An equally clever tactic had been the bombardment of the Germans over the previous days with a mixture of high explosive and gas shells. The Germans had donned gas masks on the morning of the assault in the belief that these barrages would continue with the approach of the Australian and American troops. The gas masks denied the defending Germans the necessary manoeuvrability which assisted in the success of the assault.

Unlike the Battle of Bullecourt where tanks had proved unreliable, the use of tanks at Le Hamel proved decisive when carefully introduced into the battle together with infantry, artillery and aircraft in Monash’s combined arms attack.

A group of stretcher bearers carrying a wounded man away from a crashed aeroplane on the edge of a shell crater.

Stretcher bearers of the 11th Australian Infantry Brigade bringing back a wounded man, past R.E.8 Serial B5073, which was shot down near Hamel, during the battle on 4 July (AWM E04888).

In this battle the tanks were used to level out entire lines of German shelters and rifle pits in support of the attacking infantry, and then used to maintain the momentum of the attack by ferrying in ammunition and other supplies. Aircraft similarly delivered ammunition and supplies by parachute enabling the attacking Australian and American troops to retain their tactical initiative.

While Le Hamel was primarily an Australian operation, it was also a brilliant example of Allied cooperation with the Australians supported by American infantry, French Artillery, British Tanks and British Aircraft. Numerous bravery awards were issued for the gallantry of the Allied troops during the battle. Among the Americans Corporal T.A Pope from Chicago was decorated personally by King George V for his actions at Le Hamel while amongst the Australians Lance Corporal Thomas Axford and Private Henry Dalziel each received the Victoria Cross.

An Australian sergeant in uniform on a child bicycle and an American private in uniform on sitting in a perambulator.

An unidentified sergeant of the 16th Battalion on a child’s bicycle and an American private sitting in a perambulator just prior to the Battle of Hamel (AWM A00815).

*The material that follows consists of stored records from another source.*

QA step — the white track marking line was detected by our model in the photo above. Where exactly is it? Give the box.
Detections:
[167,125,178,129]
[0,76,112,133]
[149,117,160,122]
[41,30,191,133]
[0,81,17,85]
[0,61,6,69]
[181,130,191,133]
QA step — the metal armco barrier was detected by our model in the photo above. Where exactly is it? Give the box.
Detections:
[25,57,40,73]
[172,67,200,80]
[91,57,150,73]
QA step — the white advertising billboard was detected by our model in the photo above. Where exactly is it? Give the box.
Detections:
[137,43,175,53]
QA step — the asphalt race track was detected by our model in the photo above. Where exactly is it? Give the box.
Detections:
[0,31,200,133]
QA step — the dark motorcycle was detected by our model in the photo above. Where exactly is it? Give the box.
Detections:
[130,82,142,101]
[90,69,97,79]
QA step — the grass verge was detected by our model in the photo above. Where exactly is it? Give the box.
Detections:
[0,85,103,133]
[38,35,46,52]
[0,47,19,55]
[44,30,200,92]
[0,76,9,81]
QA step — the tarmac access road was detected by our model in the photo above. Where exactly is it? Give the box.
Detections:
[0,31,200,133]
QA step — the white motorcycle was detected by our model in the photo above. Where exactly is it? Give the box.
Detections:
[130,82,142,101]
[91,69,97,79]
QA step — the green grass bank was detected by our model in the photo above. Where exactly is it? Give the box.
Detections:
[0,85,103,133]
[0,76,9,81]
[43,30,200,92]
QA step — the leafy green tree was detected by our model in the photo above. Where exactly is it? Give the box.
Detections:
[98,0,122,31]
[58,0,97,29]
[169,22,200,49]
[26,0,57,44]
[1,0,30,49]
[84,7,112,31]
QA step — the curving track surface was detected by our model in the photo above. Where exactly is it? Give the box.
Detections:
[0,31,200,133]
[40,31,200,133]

The 1,400 casualties incurred by the attacking force was comparably light for the standards of warfare on the Western Front, though there were particular tragedies for Australian families. Private Thomas Parrish of New South Wales was killed acting as a scout for a tank at Le Hamel barely a week after his brother Joseph Parrish had died. On the German side there were 2,000 casualties with many being taken prisoner.

Visitors to the Australian Remembrance trail can visit the historic Le Hamel battlefield in which an Australian General led Allied troops to an important victory over the enemy and established a template for attack used until the end of the war.